Tuesday, February 1, 2011

OK, so, initiating divorce more frequently is a good thing?

I'm going to try not to be too sarcastic here. This is not a snark blog. I'm kind of hoping the people who read me as Mousie never find out how sarcastic I can be.

Hugo Schwyzer, in a column at "The Good Men Project", notes that women initiate divorce more often than men (about 2/3 of the time) and looks for what's wrong with men. He concludes that
Too many of us think that a “real man” keeps his promises—even when those promises are making him miserable.
OK, um, that's kind of what differentiates a promise from a tentative statement. Or, say, a lie, a fraud, false pretenses. I don't think it's exactly a "real man" thing in the sense that a "real woman" doesn't likewise keep her promises. Or a real small furry creature from Alpha Centauri, for that matter. It's a promise, like a person might make, not a MAN-promise.

Schwyzer identifies himself as feminist, but I can't see that it's really in women's best interests that more men initiate divorces. The first one to initiate takes the choice away. I can't see why one would look at "Group A keeps promises longer than Group B" and say "Therefore Group A should be more like Group B", except if one says, "Group A and B are different and where they are, Group B are inevitably better."

He goes on in the concluding paragraph,
Good marriages need more than a grim resolve not to leave no matter how bad things get. Men are more likely to forget that than women.
Based on what? The rest of the article gives no reason to suspect men don't try as hard or harder than women to make the marriage work. Still he comes up with this implication that men are doing nothing but sitting there not initiating divorces. The promises in most wedding vows include language about trying to make the marriage work, and in my experience there's no reason to suspect that the same people who stick with the marriage for a long time because of the promise don't try harder to make it work because of the promise.

I don't want to imply that initiating a divorce is always bad; some people were actually married to someone who really was just sitting there not initiating, or in one case I know the guy who didn't initiate had actually moved in with another woman.

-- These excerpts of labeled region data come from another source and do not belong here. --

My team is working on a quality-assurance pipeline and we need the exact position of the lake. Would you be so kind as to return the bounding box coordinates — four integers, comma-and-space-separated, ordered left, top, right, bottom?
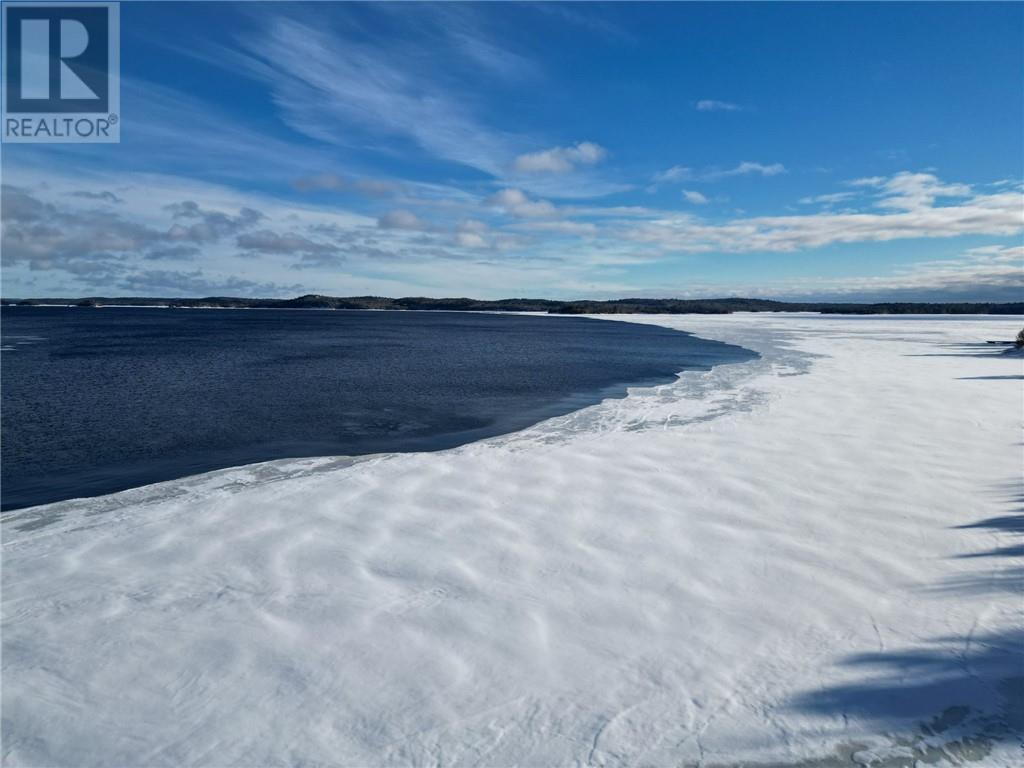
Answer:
0, 307, 757, 510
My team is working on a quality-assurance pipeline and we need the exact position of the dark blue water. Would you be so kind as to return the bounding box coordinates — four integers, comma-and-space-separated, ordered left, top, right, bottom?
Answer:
0, 307, 756, 509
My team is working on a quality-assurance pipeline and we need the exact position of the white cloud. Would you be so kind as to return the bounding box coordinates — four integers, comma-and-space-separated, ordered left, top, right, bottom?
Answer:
694, 98, 743, 112
651, 160, 786, 184
800, 193, 857, 206
652, 165, 693, 183
703, 160, 785, 179
487, 188, 555, 218
377, 210, 427, 231
512, 141, 608, 173
622, 174, 1024, 253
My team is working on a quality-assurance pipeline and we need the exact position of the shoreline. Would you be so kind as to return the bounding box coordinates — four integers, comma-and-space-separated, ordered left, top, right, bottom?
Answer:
0, 307, 757, 514
3, 315, 1022, 766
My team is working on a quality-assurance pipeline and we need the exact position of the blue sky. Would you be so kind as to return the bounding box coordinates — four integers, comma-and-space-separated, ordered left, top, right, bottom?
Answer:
2, 2, 1024, 300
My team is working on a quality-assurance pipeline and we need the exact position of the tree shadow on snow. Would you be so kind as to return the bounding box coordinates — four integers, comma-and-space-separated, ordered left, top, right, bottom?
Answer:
791, 482, 1024, 765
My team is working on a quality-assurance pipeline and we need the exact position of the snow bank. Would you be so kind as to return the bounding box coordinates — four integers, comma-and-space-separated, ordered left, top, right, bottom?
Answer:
3, 314, 1024, 766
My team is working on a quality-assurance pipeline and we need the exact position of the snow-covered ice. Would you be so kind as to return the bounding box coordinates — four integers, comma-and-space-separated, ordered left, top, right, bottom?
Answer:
2, 314, 1024, 766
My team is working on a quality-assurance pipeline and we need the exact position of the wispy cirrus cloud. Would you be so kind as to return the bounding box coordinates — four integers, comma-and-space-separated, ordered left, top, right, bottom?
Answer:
623, 173, 1024, 253
651, 160, 787, 184
693, 98, 744, 112
512, 141, 608, 173
222, 15, 526, 175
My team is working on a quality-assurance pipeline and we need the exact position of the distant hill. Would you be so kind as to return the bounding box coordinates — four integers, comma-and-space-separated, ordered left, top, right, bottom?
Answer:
2, 294, 1024, 314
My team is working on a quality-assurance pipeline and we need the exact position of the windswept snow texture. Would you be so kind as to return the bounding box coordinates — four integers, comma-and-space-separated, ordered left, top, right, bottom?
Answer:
3, 314, 1024, 766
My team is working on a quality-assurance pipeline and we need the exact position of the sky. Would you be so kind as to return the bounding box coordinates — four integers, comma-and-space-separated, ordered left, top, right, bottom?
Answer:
0, 2, 1024, 301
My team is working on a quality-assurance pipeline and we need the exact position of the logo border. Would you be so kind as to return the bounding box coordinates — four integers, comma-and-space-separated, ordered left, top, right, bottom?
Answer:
0, 0, 122, 144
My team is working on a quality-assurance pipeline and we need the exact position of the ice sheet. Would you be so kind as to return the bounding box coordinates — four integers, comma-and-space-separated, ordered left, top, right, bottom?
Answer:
2, 314, 1024, 766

Sometimes initiating is definitely the right thing to do.

In general though, maybe if men initiate fewer divorces because they want to keep their promises, that's actually a good thing. We can't always be the villains. I'm really not inclined to advice from "The Good Men Project" after this; it's rather a condescending name to begin with. I think I'll stick with my Bible.


  1. Seems encouraging women to initiate fewer would be more appropriate. Sure, there are cases where it is the only option. But I am of the belief that many marriages could be saved if both parties but in the effort.

  2. I am weirdly conservative and weirdly liberal about marriage. On one hand, marriage proper is a commitment for life. Sometimes it doesn't work out (my mom, whose parents divorced, was much happier in childhood than my father, whose parents didn't), but sometimes you need to put in the work.

    OTOH, I have no problems with people having relationships-- even ones where they get a little piece of paper from the state-- where they plan to be together not for life but until they get bored/grow apart/whatever, as long as this is established upfront and no children are involved.

  3. It really depends for the reasons for not initiating/staying in the promise.

    My father divorced my mother because he was miserable and she was oblivious as long as she could see reality mostly as she preferred; with adult perspective, she wasn't entirely unaware of problems, but she was driven to gloss them over. (And he was more than slightly guilty of just silencing through them until they became unbearable, rather than attempting to work through them.) It was a failed marriage, but it was better for him and ultimately for me that it ended.

    It was pretty clear with his second marriage, to my stepmother, that he was determined not to screw it up twice and to stick through no matter what. Again, with adult perspective, she was abusive and controlling, and no matter what he imagined the consequences of divorce to be, the consequences of staying were worse. It ended in death rather than divorce, but not in a way that made anyone any happier than it would have otherwise.

    As I see it, for every keeper of a promise working on the relationship, there's two or three people just numbing it out, or sticking in the bloody battle to the bitter end.

    But then, this is why I view statistics about any kind of intimate, highly variable relationship- marriage, parenthood- as suspect because of the aggregation.

  4. I read via Ozymandias that a Wiccan handfasting contains the words, "as long as you both shall love." Possibly a lot more people should use those in their vows, or something similar. I just think they should keep whatever vows they make.

    I'd like something a little stronger than the Wiccan statement because everybody falls out of love, especially around the 2 and 5 year marks. Some people, however, climb back into it and keep climbing, and I'd like to see more of that.